Budweiser, an Anheuser-Busch company, said Monday that it would donate portions of its advertising budget this year to the Ad Council, a nonprofit marketing group at the helm of a $50 million ad blitz to fight coronavirus vaccine skepticism. Instead of debuting a splashy big-game commercial, as Super Bowl advertisers often do in the weeks leading up to the Feb. 7 match, the beer company released its 90-second online vaccination ad, titled “Bigger Picture.” (Anheuser-Busch will still feature prominently during the game, with ads for several of its other beer brands.)
Other Super Bowl stalwarts, including Coca-Cola, Hyundai and Pepsi, will also be missing onscreen. As the pandemic disrupted the sports industry, many companies hesitated to pay CBS roughly $5.5 million for a 30-second slot during a game that some worried could be delayed or even canceled.
In the Budweiser Covid-19 vaccination ad, the actress Rashida Jones urges viewers to “turn our strength into hope” while the melody of “Lean on Me” plays as inspirational images from the pandemic are shown. Ms. Jones, who recorded her narration while isolated from other people in a Hollywood facility, said in an interview that “obviously people want to be entertained, they want to watch funny commercials,” but “what’s most important is that we prioritize this next phase.”
The Super Bowl advertising season, which usually extends beyond the broadcast into weeks of teasers, celebrity reveals, YouTube debuts and celebratory live events, is more subdued as companies struggle to adopt an appropriate tone after a year full of marketing missteps.
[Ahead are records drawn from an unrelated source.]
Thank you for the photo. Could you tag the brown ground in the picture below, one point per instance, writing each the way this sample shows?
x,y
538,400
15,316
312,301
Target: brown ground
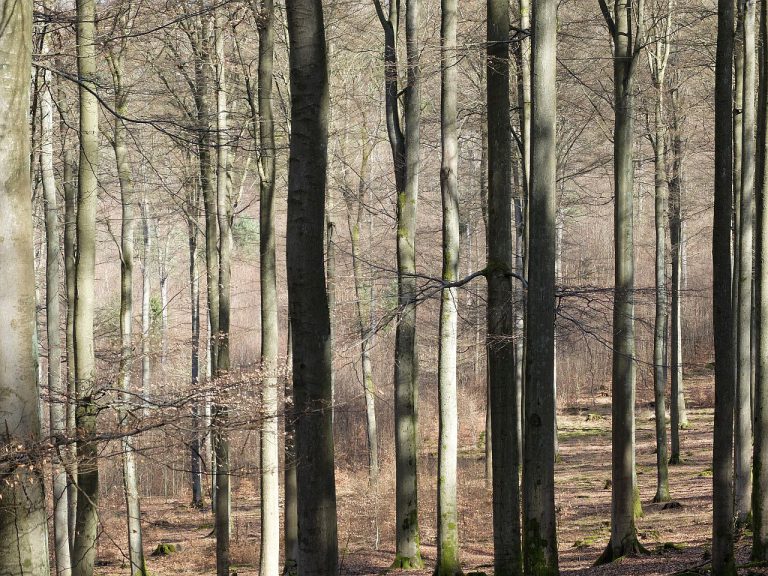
x,y
676,538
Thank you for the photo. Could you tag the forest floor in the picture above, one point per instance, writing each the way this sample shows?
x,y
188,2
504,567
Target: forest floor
x,y
676,538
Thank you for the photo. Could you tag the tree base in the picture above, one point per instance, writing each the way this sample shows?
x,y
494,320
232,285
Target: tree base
x,y
631,547
407,563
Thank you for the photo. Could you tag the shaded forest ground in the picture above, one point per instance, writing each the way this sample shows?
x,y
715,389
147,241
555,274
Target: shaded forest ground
x,y
675,537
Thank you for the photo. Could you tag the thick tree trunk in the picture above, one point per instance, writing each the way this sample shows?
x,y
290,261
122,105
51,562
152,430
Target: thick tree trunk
x,y
743,409
624,491
500,348
86,523
307,298
269,456
23,519
760,457
130,476
723,561
224,215
56,388
448,563
539,521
“You can’t pretend like everything’s OK,” Ms. Jones said. “People can sense when brands are exploiting a moment.”
In an epic contest between Wall Street traders who bet against stocks and legions of small-scale investors, the small guys are winning.
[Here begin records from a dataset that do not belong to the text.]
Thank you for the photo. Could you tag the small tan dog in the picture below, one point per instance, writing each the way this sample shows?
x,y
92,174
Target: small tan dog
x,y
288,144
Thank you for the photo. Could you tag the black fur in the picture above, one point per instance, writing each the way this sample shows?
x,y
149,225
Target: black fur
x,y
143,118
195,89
On Monday, shares of the struggling video game retailer GameStop surged more than 40 percent at one point, adding to a recent rally that has lifted the stock by roughly 400 percent in January and making it a glaring illustration of the growing power of small investors in certain segments of the financial markets.
Shares of companies like GameStop are becoming detached from the kinds of factors that traditionally help benchmark a company’s valuation — like growth potential or profits. Analysts expect the company to report a loss from continuing operations of $465 million for 2020, on top of the $795 million it lost in 2019.
What seems to be fueling this spike is an online community of traders, who congregate in places like Reddit’s “Wall Street Bets” forum and hype up individual trades. Lately, they’ve made buying short-dated call options on GameStop’s shares — an aggressive bet that the shares will rise — a favorite position.
Market analysts and academics say a rush of new money in such short-dated call options can create a sort of feedback loop that drives the underlying share prices higher, as brokerage firms that sell the options have to themselves buy shares to hedge the contracts.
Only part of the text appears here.